Huawei usa seu domínio no mercado de IoT (Internet das Coisas) para facilitar uma maior penetração da vigilância do regime na vida cotidiana, usando computação em nuvem e comando e controle integrados para o gerenciamento de conteúdo de vídeo (VCM, na sigla em inglês).

O episódio em que o repórter da BBC em Guiyang foi rastreado pelo programa da Skynet naquela cidade foi impulsionado pela tecnologia OceanStor, que por sua vez foi fornecida pela Huawei.

No distrito de Longgang, Shenzhen, no sul da China, o departamento de segurança pública local estabeleceu um Centro de Dados na Nuvem.
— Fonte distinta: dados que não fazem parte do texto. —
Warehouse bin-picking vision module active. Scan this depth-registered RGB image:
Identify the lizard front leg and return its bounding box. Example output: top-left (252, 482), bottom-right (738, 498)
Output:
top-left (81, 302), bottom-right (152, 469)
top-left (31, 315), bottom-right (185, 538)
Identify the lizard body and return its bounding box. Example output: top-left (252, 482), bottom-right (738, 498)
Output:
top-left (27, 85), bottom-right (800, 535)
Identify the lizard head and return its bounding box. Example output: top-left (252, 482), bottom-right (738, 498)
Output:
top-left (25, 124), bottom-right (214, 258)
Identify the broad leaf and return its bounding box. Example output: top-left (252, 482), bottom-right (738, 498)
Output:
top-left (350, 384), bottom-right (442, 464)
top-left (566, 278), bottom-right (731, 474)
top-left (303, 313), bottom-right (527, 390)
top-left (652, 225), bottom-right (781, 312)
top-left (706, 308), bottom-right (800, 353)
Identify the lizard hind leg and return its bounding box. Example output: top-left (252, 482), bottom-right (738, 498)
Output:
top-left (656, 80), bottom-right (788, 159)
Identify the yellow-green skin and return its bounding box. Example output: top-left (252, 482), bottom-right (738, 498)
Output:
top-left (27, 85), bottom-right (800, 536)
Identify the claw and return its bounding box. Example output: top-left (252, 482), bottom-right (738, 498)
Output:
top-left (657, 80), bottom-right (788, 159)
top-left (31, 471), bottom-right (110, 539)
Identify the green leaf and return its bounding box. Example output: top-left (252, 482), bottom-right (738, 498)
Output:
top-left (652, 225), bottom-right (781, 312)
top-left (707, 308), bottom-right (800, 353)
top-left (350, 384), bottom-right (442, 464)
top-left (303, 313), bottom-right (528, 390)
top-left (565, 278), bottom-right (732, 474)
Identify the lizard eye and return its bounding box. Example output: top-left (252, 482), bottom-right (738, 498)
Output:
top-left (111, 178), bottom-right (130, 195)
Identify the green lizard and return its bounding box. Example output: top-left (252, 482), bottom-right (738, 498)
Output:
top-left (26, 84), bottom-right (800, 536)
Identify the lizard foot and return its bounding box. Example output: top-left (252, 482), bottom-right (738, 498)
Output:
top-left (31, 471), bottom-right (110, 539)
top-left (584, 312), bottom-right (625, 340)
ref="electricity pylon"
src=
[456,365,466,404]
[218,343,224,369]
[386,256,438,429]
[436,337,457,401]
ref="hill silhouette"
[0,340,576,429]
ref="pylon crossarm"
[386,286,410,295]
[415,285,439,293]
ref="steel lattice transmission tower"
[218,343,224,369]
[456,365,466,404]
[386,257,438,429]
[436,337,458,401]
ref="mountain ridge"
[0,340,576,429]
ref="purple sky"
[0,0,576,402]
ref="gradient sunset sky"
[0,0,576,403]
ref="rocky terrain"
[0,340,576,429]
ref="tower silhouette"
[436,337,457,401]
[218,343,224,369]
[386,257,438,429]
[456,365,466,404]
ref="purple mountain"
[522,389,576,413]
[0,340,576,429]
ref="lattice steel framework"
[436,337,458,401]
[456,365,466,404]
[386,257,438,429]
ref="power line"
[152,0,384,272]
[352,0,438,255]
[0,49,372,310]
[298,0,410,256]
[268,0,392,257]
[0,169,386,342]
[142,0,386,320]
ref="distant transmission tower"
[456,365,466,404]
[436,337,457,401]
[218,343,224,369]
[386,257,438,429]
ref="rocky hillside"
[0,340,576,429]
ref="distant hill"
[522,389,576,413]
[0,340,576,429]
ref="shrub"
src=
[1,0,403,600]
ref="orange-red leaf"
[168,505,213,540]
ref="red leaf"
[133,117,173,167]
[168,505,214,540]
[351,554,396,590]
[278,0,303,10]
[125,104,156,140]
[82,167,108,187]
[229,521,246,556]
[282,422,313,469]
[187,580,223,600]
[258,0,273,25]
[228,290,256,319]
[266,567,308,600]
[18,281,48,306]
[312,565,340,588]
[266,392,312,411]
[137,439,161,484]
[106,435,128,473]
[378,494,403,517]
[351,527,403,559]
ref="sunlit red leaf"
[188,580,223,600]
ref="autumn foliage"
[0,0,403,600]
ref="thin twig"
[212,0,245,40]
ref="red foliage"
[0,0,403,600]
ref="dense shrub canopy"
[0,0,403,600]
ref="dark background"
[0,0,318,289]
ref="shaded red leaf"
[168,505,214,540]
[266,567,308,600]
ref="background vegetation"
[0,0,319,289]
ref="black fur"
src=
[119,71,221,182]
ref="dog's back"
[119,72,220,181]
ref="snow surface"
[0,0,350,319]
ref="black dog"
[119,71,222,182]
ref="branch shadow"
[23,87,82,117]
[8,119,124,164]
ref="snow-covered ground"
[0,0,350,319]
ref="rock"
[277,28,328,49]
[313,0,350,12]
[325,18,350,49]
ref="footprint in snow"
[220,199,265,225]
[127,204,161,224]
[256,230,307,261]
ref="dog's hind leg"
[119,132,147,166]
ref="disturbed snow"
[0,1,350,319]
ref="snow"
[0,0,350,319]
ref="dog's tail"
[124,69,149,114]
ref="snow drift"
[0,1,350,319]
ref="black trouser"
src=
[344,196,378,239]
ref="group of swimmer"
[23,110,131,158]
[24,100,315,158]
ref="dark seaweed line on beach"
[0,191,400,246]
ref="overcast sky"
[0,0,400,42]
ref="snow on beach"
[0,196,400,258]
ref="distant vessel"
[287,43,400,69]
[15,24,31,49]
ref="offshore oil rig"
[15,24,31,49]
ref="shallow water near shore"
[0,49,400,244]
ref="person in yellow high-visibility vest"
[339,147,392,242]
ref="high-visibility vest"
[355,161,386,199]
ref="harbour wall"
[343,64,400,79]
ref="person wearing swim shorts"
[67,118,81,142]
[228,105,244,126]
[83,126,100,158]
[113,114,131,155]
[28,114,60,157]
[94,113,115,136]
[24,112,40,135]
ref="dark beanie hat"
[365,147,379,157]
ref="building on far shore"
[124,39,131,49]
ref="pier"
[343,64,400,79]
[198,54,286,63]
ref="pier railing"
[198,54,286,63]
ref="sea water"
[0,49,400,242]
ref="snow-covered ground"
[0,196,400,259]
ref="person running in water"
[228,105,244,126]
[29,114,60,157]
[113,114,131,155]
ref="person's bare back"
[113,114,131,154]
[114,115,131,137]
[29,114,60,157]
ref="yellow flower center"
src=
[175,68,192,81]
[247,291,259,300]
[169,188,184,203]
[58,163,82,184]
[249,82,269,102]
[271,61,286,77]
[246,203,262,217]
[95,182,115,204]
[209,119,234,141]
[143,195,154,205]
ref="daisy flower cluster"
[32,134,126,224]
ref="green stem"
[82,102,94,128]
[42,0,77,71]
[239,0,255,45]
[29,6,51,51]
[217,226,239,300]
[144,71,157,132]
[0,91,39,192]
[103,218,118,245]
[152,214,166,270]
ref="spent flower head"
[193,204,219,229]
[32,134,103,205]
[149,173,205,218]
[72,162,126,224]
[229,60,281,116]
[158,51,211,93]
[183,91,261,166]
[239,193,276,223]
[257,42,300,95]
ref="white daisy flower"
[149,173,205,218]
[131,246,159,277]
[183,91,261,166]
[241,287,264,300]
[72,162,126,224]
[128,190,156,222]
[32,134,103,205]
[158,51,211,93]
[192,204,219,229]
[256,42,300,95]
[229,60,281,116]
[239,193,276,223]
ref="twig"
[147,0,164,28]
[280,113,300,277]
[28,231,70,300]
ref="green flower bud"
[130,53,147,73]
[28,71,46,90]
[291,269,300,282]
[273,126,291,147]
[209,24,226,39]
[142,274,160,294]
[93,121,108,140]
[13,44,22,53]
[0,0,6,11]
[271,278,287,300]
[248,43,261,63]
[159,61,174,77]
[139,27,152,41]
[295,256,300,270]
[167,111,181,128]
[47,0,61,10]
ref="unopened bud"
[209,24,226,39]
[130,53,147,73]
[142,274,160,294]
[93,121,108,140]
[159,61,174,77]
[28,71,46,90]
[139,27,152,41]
A plataforma Big Data da Huawei oferece armazenamento e análise diários em tempo real de centenas de milhões de dados e mais de 4 TB de imagens de placas de carros, rostos e outros tipos de informações.

Enquanto a Skynet cobre principalmente áreas urbanas chinesas, o campo é vigiado por um projeto irmão chamado Blue Sky.

Como extensão da Skynet, o Blue Sky foi desenvolvido em nome de um “campo seguro e protegido”, com vigilância por vídeo em tempo real de todas as pessoas que têm televisão ou telefone celular.

Em 2016, versões piloto do Blue Sky foram lançadas nas províncias de Shandong e Sichuan, com uma população total de quase 200 milhões de pessoas. No ano seguinte, esses projetos atingiram 29 províncias e cidades.

Em uma reunião de trabalho de construção realizada em junho, Chen Yixin, secretário da central CAPL, disse que o projeto Blue Sky atingiria sua meta de “cobertura global, distribuição em toda a rede, disponibilidade em tempo integral e controle total” até 2020.

Em 2016, a Huawei forneceu a tecnologia VCM para a construção da primeira cidade de demonstração do Blue Sky em Wuxi, no leste da China.

Huawei e a transformação de Xinjiang

A mão de ferro do PCC em Xinjiang se intensificou nos últimos anos. A prisão indiscriminada de mais de um milhão de muçulmanos uigures e a profusão de câmeras de vigilância, além de uma presença policial militarizada, tornaram a região autônoma um autêntico campo de concentração.

Tal como acontece com a vigilância no resto do país, a Huawei contribuiu significativamente para a criação de condições ainda mais duras em Xinjiang. Em agosto de 2016, a Huawei informou sobre sua cooperação estratégica com as autoridades provinciais do regime. Seu sistema de computação em nuvem tem sido usado pela polícia na cidade de Karamay desde 2011.

No relatório sobre a Infraestrutura Nacional de Informação da China de 2014, foi notado que o roteador ATN950A da Huawei foi escolhido pela Telecom de Xinjiang para facilitar o sistema de vigilância local da Cidade Segura. A série ATN950A foi implementada com sucesso para construir a rede de vigilância que abrange as principais estradas e áreas comerciais e residenciais.

Em maio deste ano, o Departamento de Segurança Pública de Xinjiang e Huawei assinou um acordo de cooperação estratégica para uma “pacífica e inteligente Xinjiang”. Fan Lixin, vice-diretor do departamento, disse que a Huawei forneceu suporte técnico confiável para as autoridades da região autônoma.